Dec. 11, 2025

🎁 The GGG Reset: How to Protect Your Relationship from Holiday Stress

🎁 The GGG Reset: How to Protect Your Relationship from Holiday Stress

The holiday season can be magical — twinkling lights, shared traditions, cherished memories — but it can also unleash a perfect storm of stress 😬, especially for high-performing couples juggling business pressures, family demands, and emotional expectations. In Make More Love Episode 73, host Ellen Dorian breaks down a powerful framework to help you not just survive the holidays, but thrive together as a couple. 

The secret? Anchoring your relationship in Gratitude, Generosity, and Grace — the GGG Principles — so stress doesn’t pull you apart but brings you closer. Let’s dive into what each principle means and how to apply them this season.


🌟 1. Gratitude: Move Beyond the Expected

It’s one thing to say “I’m grateful,” and another to feel it deeply and express it meaningfully. Ellen challenges couples to shift from obligatory holiday pleasantries to intentional gratitude practices, focusing on what you truly value about your partner.

👉 Try this: each day, identify one thing your partner did — big or small — that genuinely mattered to you. Then, share it with them. Rather than letting stress build, gratitude helps you see what’s working and reinforces connection.
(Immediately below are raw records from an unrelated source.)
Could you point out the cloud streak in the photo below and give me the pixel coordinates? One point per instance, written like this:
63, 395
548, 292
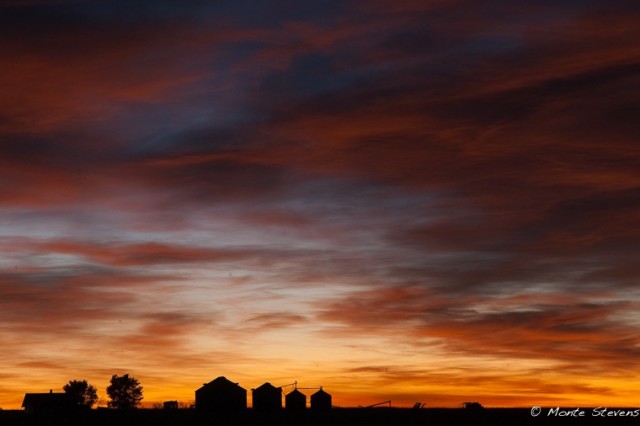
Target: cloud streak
359, 189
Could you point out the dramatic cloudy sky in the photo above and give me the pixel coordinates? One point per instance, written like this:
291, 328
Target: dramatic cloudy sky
404, 200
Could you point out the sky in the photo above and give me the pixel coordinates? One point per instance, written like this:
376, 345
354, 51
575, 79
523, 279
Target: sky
434, 201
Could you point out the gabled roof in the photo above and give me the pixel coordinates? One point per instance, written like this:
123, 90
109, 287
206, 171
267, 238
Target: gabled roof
221, 383
267, 387
320, 394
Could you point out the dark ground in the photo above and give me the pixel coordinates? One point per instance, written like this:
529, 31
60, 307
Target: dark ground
338, 417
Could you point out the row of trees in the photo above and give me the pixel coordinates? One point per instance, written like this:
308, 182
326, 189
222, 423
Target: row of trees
124, 392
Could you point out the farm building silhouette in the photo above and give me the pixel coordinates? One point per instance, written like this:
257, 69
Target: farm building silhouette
321, 401
267, 398
221, 395
48, 404
295, 401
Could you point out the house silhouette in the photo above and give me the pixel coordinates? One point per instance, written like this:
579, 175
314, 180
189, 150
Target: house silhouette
221, 395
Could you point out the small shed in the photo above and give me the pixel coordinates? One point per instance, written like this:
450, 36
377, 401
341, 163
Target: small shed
321, 401
221, 395
295, 401
170, 405
48, 404
267, 398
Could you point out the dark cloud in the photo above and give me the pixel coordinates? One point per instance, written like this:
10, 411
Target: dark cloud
457, 174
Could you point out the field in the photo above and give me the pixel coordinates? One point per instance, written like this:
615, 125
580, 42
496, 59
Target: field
338, 417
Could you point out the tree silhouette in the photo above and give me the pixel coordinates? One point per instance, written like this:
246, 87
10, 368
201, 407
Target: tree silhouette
83, 394
125, 392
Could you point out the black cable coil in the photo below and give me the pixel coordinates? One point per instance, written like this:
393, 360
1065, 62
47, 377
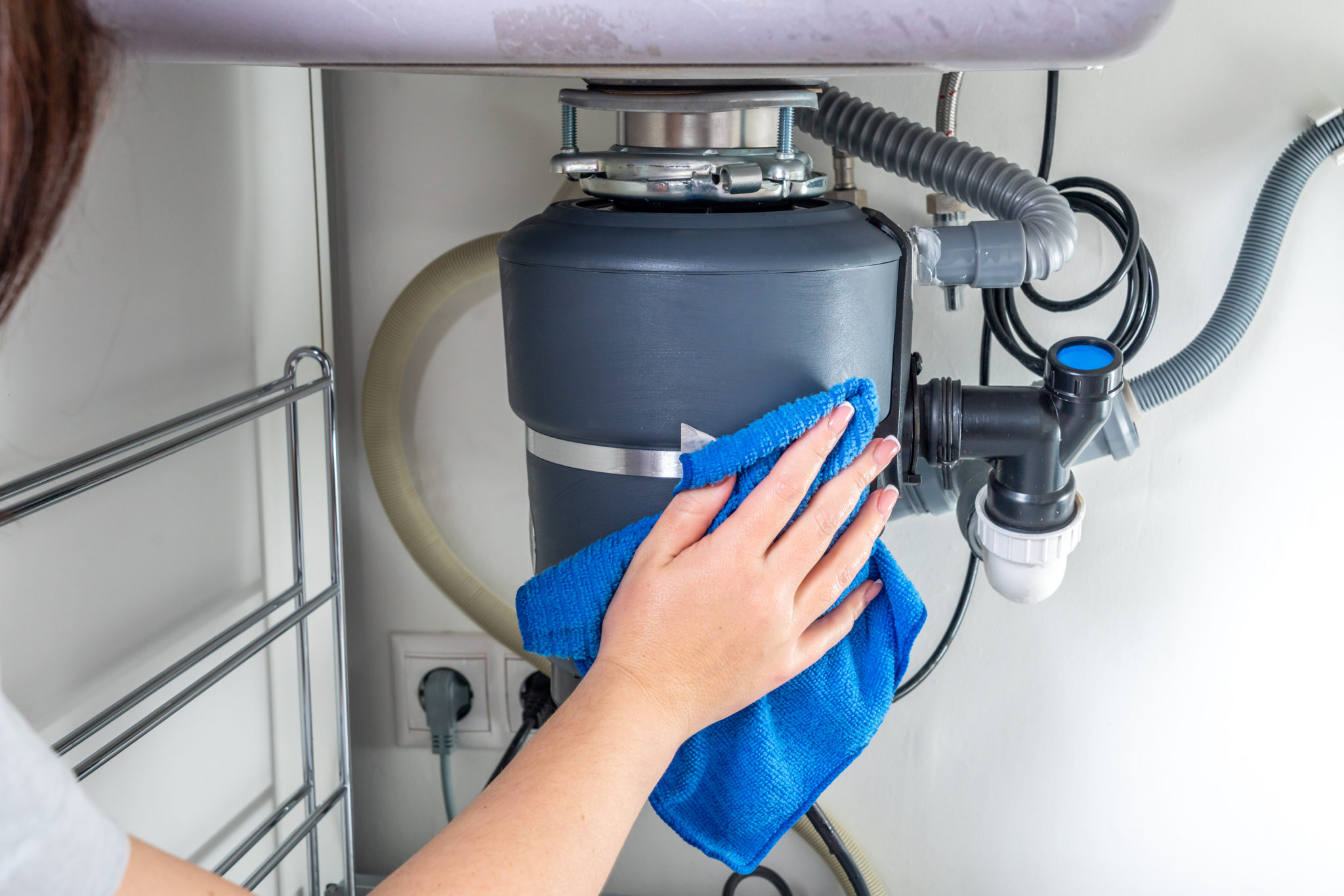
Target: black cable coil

Gratitude isn’t about ignoring stress — it’s about giving attention to what brings you together, not just what demands your attention.


💝 2. Generosity: Give From Surplus, Not Scarcity

Generosity during the holidays can be more than gifts and parties. But there’s a catch: real generosity is not about self-sacrifice or guilt.

Ellen explains that generosity works best when you give from surplus — that is, from reserves of energy, time, or attention you actually have. When you force yourself to give from scarcity, burnout and resentment follow.

Practical examples include:

  • Taking on holiday tasks your partner finds draining

  • Offering emotional support when your partner feels overwhelmed

  • Planning surprise gestures that show appreciation without pressure

Generosity in this spirit becomes a gift that nurtures intimacy, not stress.


🤲 3. Grace: The Antidote to Perfectionism

Perfectionism is a holiday trap. Expectations skyrocket, and your partner — and yourself — can feel judged for what isn’t perfect. The third GGG principle, Grace, is about letting go of rigid expectations and welcoming patience, compassion, and forgiveness into your relationship.

Grace doesn’t mean ignoring problems — it means responding with kindness when expectations fall short. It’s reminding each other: we’re on the same team, even when plans change or plans fall apart.


📌 Applying GGG Principles: Practical Steps

Here are three concrete ways to bring GGG into your holiday season:

  1. Create Daily Gratitude Statements: Take one moment each day to share what you genuinely appreciate about your partner.

  2. Make a Weekly Generosity Plan: Choose one holiday stress point (like shopping, hosting, scheduling) and decide who has surplus energy to handle it.

  3. Practice Grace in Real Time: When frustration arises, slow down. Use a phrase like, “I know we both want this to be good — let’s try this together.”

These aren’t perfect rituals — they’re relational habits that shift stress into connection and presence.


💡 Why This Matters

The holidays shouldn’t be a test of endurance. Too often, stress becomes a cycle that leads to resentment — and couples think January is the time to fix everything, only to realize January is too late.

But when you practice gratitude, generosity, and grace, the season becomes less about pressure and more about presence. You’re no longer cumulatively reacting to demands — you’re intentionally choosing each other through the chaos.